As empresas não são alvo da investigação. E, quando foi necessário, colaboraram com os investigadores durante as ações de busca e apreensão realizadas nesta segunda-feira (4) e autorizadas pela 6ª Vara Federal Criminal de São Paulo.
 
Os trabalhadores são suspeitos de facilitar a entrada de cocaína para embarque em contêineres, segundo a "Operação Brabo", deflagrada pela Polícia Federal (PF), Ministério Público Federal (MPF) e Receita Federal, e que combate o tráfico de drogas a partir de Santos.
 
A ação já prendeu dezenas de pessoas e é feita em cinco Estados e no Distrito Federal. O grupo usou esses terminais no porto como entreposto para a saída da droga. Todos os 190 mandados de busca e apreensão foram cumpridos. No Estado de São Paulo, houve 73 presos em cumprimento de mandados de prisão, um em Minas Gerais e um em Brasília. A operação fez duas prisões em flagrante: uma por porte ilegal de arma e posse de drogas e outra por porte ilegal de arma, falsidade documental e posse de drogas.
 
Também foram lavrados dois termos circunstanciados de ocorrência por posse de pequena quantidade de drogas. Os termos foram lavrados em desfavor de pessoas contra quem já havia a expedição de mandados de prisão.
 
Procurada, a Santos Brasil informou que apoia a Operação Brabo e está à disposição para colaborar com as investigações da Polícia Federal.
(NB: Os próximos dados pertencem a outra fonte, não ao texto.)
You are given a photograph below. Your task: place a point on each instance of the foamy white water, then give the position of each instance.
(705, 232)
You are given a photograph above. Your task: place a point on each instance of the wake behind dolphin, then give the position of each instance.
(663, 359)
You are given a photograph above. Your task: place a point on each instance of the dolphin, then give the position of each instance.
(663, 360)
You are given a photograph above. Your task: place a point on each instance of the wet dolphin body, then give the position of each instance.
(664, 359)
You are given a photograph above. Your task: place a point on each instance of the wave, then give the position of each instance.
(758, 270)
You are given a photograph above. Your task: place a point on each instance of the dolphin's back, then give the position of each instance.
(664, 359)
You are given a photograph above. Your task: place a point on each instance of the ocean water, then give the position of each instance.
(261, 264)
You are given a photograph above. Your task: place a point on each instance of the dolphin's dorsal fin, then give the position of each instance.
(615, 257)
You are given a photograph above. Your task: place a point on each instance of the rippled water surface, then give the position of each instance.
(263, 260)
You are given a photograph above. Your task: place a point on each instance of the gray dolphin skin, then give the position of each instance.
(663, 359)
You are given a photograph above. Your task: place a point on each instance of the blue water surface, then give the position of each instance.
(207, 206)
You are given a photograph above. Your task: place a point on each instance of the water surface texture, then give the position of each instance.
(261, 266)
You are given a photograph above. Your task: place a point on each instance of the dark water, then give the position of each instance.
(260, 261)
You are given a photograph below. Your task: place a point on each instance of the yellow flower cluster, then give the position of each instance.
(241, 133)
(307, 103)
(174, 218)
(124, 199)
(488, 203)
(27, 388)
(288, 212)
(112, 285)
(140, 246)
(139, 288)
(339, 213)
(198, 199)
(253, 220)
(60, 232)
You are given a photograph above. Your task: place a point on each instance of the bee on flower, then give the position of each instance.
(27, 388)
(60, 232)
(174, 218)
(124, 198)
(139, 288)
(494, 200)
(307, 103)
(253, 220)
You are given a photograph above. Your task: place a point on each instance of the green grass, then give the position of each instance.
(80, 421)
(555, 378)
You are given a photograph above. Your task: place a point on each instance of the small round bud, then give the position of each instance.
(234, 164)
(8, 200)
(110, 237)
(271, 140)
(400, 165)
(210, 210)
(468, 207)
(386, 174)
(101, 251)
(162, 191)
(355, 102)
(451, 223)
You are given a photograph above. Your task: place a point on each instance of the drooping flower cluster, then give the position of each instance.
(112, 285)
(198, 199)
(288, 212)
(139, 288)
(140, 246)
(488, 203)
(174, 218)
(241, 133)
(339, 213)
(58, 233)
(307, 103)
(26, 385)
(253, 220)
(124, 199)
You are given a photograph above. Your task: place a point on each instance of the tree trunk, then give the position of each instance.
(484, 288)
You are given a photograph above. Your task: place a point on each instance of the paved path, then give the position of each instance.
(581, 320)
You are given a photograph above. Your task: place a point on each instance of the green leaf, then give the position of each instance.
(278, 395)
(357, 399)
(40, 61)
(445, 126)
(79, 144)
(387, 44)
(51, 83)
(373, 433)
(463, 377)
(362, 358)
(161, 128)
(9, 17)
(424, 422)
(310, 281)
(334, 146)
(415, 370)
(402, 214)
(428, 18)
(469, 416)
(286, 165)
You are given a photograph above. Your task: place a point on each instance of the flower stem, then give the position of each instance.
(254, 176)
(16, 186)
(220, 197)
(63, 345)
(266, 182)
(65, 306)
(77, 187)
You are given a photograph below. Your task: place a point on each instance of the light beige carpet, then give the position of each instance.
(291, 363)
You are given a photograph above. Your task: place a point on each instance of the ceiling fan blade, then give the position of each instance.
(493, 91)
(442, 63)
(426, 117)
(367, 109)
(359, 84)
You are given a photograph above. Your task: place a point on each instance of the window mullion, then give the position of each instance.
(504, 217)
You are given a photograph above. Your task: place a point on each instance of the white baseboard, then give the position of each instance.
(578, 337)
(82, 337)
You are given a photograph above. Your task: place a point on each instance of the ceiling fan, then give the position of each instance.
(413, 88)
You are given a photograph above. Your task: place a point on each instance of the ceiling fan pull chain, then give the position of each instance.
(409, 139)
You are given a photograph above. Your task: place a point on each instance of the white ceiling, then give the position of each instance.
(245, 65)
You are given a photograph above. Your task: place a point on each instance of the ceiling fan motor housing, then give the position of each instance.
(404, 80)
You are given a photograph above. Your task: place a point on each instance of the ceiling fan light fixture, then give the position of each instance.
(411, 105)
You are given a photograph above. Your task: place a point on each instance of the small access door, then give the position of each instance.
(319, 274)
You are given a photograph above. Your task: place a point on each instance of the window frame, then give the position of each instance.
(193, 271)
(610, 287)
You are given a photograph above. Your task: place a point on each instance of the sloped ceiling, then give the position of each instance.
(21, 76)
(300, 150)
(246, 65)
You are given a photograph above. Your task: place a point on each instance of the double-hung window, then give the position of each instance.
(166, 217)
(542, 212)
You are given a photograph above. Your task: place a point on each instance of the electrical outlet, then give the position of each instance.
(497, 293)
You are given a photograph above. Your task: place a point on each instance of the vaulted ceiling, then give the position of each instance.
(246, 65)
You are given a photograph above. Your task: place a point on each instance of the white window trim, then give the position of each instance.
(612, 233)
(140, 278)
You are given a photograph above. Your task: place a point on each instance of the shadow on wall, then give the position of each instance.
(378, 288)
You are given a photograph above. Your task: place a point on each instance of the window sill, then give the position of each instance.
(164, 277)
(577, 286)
Disse considerar "essencial a prevenção e o combate ao crime organizado e a outros ativos lesivos à sociedade".
 
A Deicmar informou que não tem conhecimento de detalhes da operação ocorrida na manhã desta segunda-feira, mas "vem colaborando com as autoridades policial e aduaneira a fim de auxiliar na elucidação dos fatos noticiados".
 
O OGMO-Santos afirmou que aguardará o término das investigações para eventuais providências.
 
A BTP, por sua vez, afirmou, por meio de nota, que, no que diz respeito à operação realizada ontem "nenhum de seus 1.282 funcionários foi alvo de mandados de busca e apreensão ou de prisão" e que "a empresa permanece à disposição das autoridades, colaborando sempre que necessário para o combate ao tráfico internacional de drogas".
 
O T-Grão não retornou até o fechamento desta nota.